# Advice on anti-pull harness



## Sprocker Dave (Jun 30, 2012)

Our 18 week old Sprocker is great off lead but when we have to use a lead he's a nightmare! We are trying to heel train etc but it's hard work.

Do any of you use an anti pull harness, if so what one?


----------



## Spendy (Aug 19, 2012)

I picked up the Ancol Padded Harness and for Karma it's worked wonders.
She's still got a way to go, but there was almost immediate improvement.
(The Ancol one was only cheap, but it's does the job)


----------



## cinnamontoast (Oct 24, 2010)

Persist with lead training with a normal collar, if he goes ahead, stop, wait for a loose leash. If you do decide on a harness, don't use the ones that tighten as this will have an adverse effect on his growing bones.


----------



## Werehorse (Jul 14, 2010)

Anti-pull harnesses which cause a dog feel discomfort when it pulls towards something, e.g. another dog, a person; can make them fearful of and potentially aggressive towards the thing which they then associate with the discomfort e.g. another dog, a person. You see?

Unfortunately you have a spaniel. You either have to accept the pulling (in which case I would reccommend a normal, comfortable harness to reduce adverse effects on his neck) or you will have to put in a LOT (and, boy I know about it, a LOT) of hard work in order to reep results.

Or, of course you could get a quick fix gadget which hurts your dog and potentially makes him more fearful of the world and within a few weeks he'll be pulling you straight through anyway because... he's a spaniel - they are bred to push through undergrowth and run around madly and something just doesn;t connect in the brain to make them have any respect for a lead, a headcoller, a harness etc etc.
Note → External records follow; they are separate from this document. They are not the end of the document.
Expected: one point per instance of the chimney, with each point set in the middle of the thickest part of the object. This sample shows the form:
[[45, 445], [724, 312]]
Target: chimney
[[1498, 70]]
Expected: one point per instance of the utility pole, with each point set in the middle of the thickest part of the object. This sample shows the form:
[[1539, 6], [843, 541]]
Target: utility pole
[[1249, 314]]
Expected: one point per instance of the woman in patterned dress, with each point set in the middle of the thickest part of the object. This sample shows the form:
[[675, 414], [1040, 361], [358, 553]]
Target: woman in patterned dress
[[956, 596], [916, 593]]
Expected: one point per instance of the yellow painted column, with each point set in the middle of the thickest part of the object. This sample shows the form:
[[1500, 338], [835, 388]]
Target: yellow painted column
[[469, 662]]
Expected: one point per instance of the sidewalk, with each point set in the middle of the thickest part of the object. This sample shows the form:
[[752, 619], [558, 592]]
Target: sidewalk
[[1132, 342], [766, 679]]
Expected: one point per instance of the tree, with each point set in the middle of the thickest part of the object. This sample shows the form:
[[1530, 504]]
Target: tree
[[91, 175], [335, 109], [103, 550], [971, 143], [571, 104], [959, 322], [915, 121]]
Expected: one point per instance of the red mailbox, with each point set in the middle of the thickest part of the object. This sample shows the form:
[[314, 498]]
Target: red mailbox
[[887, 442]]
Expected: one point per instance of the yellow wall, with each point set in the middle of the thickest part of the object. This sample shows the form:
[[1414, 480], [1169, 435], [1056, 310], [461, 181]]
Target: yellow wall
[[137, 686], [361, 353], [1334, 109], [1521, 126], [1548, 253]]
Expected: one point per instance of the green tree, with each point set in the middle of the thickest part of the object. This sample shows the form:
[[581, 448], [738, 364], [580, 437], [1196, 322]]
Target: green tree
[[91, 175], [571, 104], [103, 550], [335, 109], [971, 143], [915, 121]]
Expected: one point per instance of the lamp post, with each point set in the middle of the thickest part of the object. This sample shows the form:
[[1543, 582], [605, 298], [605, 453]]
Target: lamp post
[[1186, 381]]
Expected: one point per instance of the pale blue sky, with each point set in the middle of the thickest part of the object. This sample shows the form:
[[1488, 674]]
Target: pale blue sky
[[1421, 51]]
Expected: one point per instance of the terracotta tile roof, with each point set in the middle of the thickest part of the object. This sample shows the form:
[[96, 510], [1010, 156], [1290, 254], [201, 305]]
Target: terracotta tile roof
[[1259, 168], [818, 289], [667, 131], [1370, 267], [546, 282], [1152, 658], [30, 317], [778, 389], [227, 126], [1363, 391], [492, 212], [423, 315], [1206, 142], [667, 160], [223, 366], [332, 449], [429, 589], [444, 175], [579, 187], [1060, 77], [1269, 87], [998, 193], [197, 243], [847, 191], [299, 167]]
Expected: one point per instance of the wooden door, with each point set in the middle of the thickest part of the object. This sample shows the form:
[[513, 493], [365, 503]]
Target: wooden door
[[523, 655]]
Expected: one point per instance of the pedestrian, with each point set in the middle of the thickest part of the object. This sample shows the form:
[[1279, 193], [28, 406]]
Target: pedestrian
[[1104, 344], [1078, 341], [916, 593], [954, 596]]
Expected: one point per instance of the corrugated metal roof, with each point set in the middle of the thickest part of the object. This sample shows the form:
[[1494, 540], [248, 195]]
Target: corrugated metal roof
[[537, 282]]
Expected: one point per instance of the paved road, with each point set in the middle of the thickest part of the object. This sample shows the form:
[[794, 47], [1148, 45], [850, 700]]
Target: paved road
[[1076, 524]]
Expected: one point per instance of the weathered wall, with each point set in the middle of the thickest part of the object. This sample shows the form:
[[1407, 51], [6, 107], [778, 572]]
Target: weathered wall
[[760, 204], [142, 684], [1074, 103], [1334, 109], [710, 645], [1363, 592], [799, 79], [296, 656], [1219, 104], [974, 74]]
However - have hope! I have a sprocker. And from the moment he stepped into the world on a lead he has been a set on, traction engine of a puller. And there have been many, many times when I have pretty much sat down and cried, nearly been pulled off my feet, wondered whether I would ever be able to walk him on my own without boyfriend with me to take him when he got too much. There was never any moment when the lead went slack for me to work with, he would ignore food lures and I just didn't have any hope at all.

BUT two years on from his first ventures into the world he is slowly but surely improving and there are days when he's a pleasure to walk on a lead instead of an out and out nightmare!

Lots of consistant positive reward based training as well as some very careful and considered use of a "gentle leader" headcoller (I hated using it but it just gave enough breathing space to be able to create some good walking that I could then reward - I used it reasonably regularly for about 3 months, maybe less). Lots of finding less distracting environments for the same reason - so that there *were* moments of relaxed walking to mark and reward. Gradually the moments have got longer and the environments more distracting and we're... getting there. Particularly in the past few months as he has matured, the hours and hours of foundation work have started to pay off.

There is no quick fix to lead pulling - it's quite a complex behaviour I think as it is linked to fear as well as excitement. I honestly thought I had a confirmed puller who would be lengthening my arms until his dotage. But consistant, positive training has started to win through... I reccommend it. As he grows and matures and gains confidence he will calm down and the pulling will ease.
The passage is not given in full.